Oh, there's an exchange in there which deals with it-
Crane says something about "We can't be more than 4 light hours from Earth... and yet, the stars don't match. That violated relativity"
Seaton replies with "Einstien's theory is still a theory..."
Crane finishes it with "And theories are modified to fit facts"

Here's a loophole for you: none of our tests of relativity involve an object 'under it's own power' - even particle accellerators are power external to the particles being boosted. Relativity has been checked on satellites - GPS is a prime example - but our measurments haven't been such that we can do them during boost, so those are only done on 'coasting' objects
Not saying it's a great loophole, but it's one that could be used in a sci-fi novel or game
 
Oh, there's an exchange in there which deals with it-
Crane says something about "We can't be more than 4 light hours from Earth... and yet, the stars don't match. That violated relativity"
Seaton replies with "Einstien's theory is still a theory..."
Crane finishes it with "And theories are modified to fit facts"

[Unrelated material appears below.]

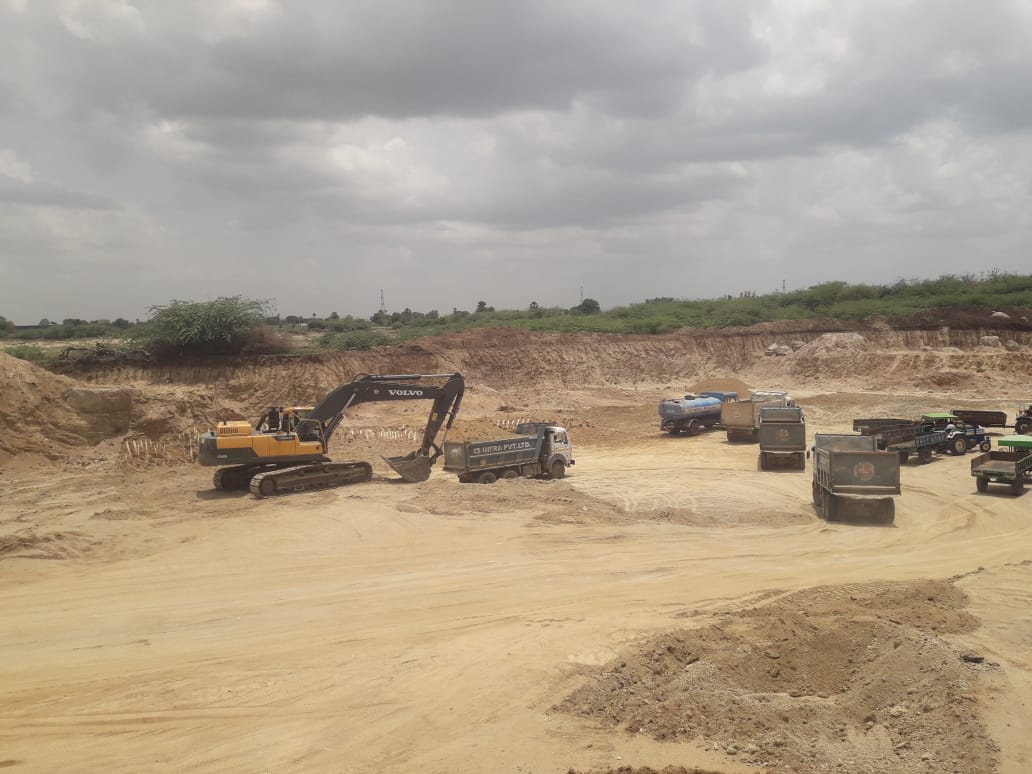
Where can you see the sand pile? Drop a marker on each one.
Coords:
(809, 680)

Here's a loophole for you: none of our tests of relativity involve an object 'under it's own power' - even particle accellerators are power external to the particles being boosted. Relativity has been checked on satellites - GPS is a prime example - but our measurments haven't been such that we can do them during boost, so those are only done on 'coasting' objects
Not saying it's a great loophole, but it's one that could be used in a sci-fi novel or game
You're forgetting the apollo atomic clocks and the bombers flying opposite directions with atomic clocks. (IIRC the bombers were shortly after the Korean War Armastice.)